Figure 3. Cells exhibit global volume-dependent transcriptional control over mRNA abundance.

A, B. We inhibited transcription in primary fibroblast cells using Actinomycin D for 4 hours and allowed UBC (A) and IER2 (B) mRNA to degrade. Inset shows mRNA before and after inhibition. Each point represents a single-cell measurement. We calculated the decay constant for each cell using the best-fit line before inhibition (see Methods). Blue line shows fit if degradation were volume-dependent; red line shows fit if transcription were volume-dependent. Data represent one of two biological replicates. C. We fluorescently labeled nascent RNA produced in one hour using the Click-iT eU assay in primary fibroblast cells, and quantified the total fluorescence intensity by imaging the nuclei of single cells. Inset shows raw micrograph data. Blue line shows fit for volume-dependent degradation; red line shows fit for volume- dependent transcription. Data shown is from quiescent cells, and is one of three biological replicates. D. Distribution of cell volumes before and after transcription inhibition. E. We performed siRNA treatment for 72 hours in primary fibroblast cells using either a control siRNA (left), or an siRNA targeting LMNA mRNA (right). DAPI stain is shown in purple, and LMNA mRNA FISH probe is shown in white.
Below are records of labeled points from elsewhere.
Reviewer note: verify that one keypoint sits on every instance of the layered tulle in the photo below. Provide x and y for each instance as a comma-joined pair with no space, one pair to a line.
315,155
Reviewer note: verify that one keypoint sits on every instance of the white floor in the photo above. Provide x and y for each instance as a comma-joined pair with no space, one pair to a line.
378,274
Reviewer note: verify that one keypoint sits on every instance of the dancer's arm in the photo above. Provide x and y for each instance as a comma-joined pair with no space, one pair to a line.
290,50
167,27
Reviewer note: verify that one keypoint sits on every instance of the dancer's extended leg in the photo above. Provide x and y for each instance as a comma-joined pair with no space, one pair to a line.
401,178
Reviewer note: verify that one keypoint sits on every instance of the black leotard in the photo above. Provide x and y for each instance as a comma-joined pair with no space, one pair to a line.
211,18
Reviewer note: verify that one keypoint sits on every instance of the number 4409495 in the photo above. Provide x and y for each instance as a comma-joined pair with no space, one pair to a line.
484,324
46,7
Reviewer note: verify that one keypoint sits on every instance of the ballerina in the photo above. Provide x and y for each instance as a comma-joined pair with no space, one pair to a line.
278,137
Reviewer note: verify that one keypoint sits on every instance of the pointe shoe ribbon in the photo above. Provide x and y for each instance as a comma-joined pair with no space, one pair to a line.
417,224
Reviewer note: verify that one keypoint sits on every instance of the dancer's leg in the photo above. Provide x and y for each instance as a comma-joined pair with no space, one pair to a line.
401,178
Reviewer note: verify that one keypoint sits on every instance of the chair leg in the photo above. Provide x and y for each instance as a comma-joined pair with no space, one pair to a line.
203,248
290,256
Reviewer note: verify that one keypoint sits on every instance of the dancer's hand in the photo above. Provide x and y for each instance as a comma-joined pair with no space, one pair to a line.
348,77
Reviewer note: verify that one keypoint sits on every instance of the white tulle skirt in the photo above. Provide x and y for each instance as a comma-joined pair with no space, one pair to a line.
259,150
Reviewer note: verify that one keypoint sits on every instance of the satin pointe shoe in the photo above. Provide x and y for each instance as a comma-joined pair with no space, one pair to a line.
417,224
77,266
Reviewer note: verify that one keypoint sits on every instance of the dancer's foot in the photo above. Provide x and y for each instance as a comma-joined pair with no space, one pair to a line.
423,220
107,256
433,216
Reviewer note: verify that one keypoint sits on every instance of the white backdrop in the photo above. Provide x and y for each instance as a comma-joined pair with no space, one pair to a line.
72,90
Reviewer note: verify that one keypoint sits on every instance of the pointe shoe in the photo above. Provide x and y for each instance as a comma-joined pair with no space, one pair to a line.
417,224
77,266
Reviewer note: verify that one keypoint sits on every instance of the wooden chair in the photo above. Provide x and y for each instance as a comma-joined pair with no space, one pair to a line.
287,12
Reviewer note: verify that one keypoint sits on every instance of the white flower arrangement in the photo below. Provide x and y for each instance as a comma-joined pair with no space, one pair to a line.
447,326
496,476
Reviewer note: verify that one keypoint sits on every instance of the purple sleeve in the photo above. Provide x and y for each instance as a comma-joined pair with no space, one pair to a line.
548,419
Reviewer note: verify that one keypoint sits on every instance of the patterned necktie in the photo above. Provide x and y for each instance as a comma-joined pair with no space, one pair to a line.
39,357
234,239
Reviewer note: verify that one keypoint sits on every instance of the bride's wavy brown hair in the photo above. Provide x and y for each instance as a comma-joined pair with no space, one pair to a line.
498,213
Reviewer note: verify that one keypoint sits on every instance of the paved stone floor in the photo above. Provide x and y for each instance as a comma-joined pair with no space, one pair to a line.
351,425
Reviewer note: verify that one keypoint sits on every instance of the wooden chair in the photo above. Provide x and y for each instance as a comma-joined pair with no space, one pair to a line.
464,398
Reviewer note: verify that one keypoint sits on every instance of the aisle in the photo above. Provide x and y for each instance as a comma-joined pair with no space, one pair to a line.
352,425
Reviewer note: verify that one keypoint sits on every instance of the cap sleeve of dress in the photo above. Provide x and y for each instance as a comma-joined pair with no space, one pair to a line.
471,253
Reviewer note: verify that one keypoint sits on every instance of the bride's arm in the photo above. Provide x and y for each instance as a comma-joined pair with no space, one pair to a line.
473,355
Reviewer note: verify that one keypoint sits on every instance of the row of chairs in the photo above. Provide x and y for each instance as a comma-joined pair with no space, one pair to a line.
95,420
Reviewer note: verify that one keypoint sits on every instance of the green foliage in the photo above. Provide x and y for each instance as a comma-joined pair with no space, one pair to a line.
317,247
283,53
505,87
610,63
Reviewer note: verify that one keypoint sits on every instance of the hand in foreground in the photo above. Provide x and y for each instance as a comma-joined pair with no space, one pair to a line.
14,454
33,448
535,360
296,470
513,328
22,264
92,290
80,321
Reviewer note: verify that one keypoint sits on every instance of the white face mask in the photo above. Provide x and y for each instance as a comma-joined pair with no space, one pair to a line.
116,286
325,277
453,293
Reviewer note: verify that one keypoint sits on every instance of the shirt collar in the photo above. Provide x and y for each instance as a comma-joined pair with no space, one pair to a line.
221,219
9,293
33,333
White arrows indicate active transcription sites. F. Quantification of cytoplasmic LMNA mRNA knockdown by RNA FISH. Inset shows protein knockdown. G. Comparison of the number of LMNA transcription sites and transcription site intensity in siRNA control and LMNA knockdown conditions. We detected transcription sites through intron/exon colocalization using RNA FISH. All error bars represent standard error of the mean. Data in D, E are a combination of two biological replicates, n = 323 cells for control siRNA, 284 cells for LMNA siRNA.